HUERFANOS PERO CON IPHONE

 

Cuando yo era niño, la patria de los niños era la calle, un país de dimensiones variables y fronteras irregulares en el que éramos soberanos de nosotros mismos y de nuestro tiempo.  Por desgracia, aquella patria ha sido conquistada por el miedo. En nombre del miedo y la seguridad los niños han sido expulsados de la calle, han visto reducido su mundo a las cuatro paredes de su habitación, y sus relaciones sociales y afectivas, su capacidad asociativa y su conciencia del bien común habrán sido debidamente amputadas para cuando tengan edad de votar. Para producir ciudadanos obedientes no hay mejor cantera que la del capitalismo.
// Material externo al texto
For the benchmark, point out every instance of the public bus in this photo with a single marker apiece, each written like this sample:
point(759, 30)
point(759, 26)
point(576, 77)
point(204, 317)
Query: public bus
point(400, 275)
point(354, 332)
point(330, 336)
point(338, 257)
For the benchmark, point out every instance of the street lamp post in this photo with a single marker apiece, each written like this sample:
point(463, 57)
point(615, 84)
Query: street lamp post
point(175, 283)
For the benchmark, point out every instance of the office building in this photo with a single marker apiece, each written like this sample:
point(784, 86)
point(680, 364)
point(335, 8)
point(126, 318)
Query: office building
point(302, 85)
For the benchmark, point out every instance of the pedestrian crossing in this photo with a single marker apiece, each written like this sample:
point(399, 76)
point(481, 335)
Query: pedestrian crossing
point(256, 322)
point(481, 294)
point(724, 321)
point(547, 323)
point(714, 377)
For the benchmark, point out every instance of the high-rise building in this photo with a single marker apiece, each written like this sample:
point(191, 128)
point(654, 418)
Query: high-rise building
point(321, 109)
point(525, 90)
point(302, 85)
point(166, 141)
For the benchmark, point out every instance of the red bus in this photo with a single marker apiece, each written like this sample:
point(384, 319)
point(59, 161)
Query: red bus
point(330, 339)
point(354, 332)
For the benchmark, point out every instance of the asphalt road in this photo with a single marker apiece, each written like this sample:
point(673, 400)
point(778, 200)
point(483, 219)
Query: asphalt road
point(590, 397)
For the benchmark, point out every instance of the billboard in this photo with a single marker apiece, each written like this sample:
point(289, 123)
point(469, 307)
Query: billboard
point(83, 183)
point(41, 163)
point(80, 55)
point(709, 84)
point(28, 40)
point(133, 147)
Esta pérdida de la identidad colectiva está estrechamente ligada a la pérdida de derechos y libertades sociales que estamos sufriendo. La comunidad, entendida como un ente solidario, se ha roto, sustituida por una cultura del sálvese quien pueda y de ver al semejante no como alguien a quien unirse, sino como al enemigo contra el que luchar. No nos gustan nuestros iguales porque reflejan una imagen de nosotros mismos que nos han vendido como un fracaso, y por eso hay que subir más alto que ellos y aplastarles la cabeza en el camino a ser posible. Como decía Aute, “ahora que ya no hay trincheras, el combate es la escalera.”




Estos niños que crecen huérfanos de calle tampoco suelen encontrar en casa esas relaciones afectivas y asociativas que puedan hacer de ellos en el futuro ciudadanos contestatarios. No hablo de sentimientos, sino de una dinámica perversa que hace de las familias núcleos de personas que viven, pero no conviven. En la mayoría de casos, padres y madres se enfrentan a jornadas interminables de trabajo, no son dueños de su presente ni de su futuro, ensombrecido por la incertidumbre, por la amenaza del desempleo, por la precariedad. Los bajos salarios no les permiten tampoco ser dueños de su ocio salvo que este implique quedarse en casa enganchados a una plataforma de televisión consumiendo compulsivamente un capítulo tras otro de la serie de moda. Netflix es el nuevo opio del pueblo. Así, el hogar va dejando de ser un lugar de encuentro y hermandad para asemejarse a esos espacios de coworking donde varios desconocidos se dedican cada uno a lo suyo sin apenas interacción entre ellos. Si en las oficinas hay coworking, en las casas se está instalando el coliving.

Así, doblemente huérfanos de calle y de familia, los niños van creciendo en el individualismo, en la insolidaridad y en el miedo a lo de afuera, que puede adoptar varias máscaras según quien se apropie del relato. Son víctimas de un mundo que les necesita sumisos, aturdidos y conformes, convencidos de que no hay nada que hacer: un ejército de sombras armadas con iphones a los que conducimos derechos hacia el precipicio.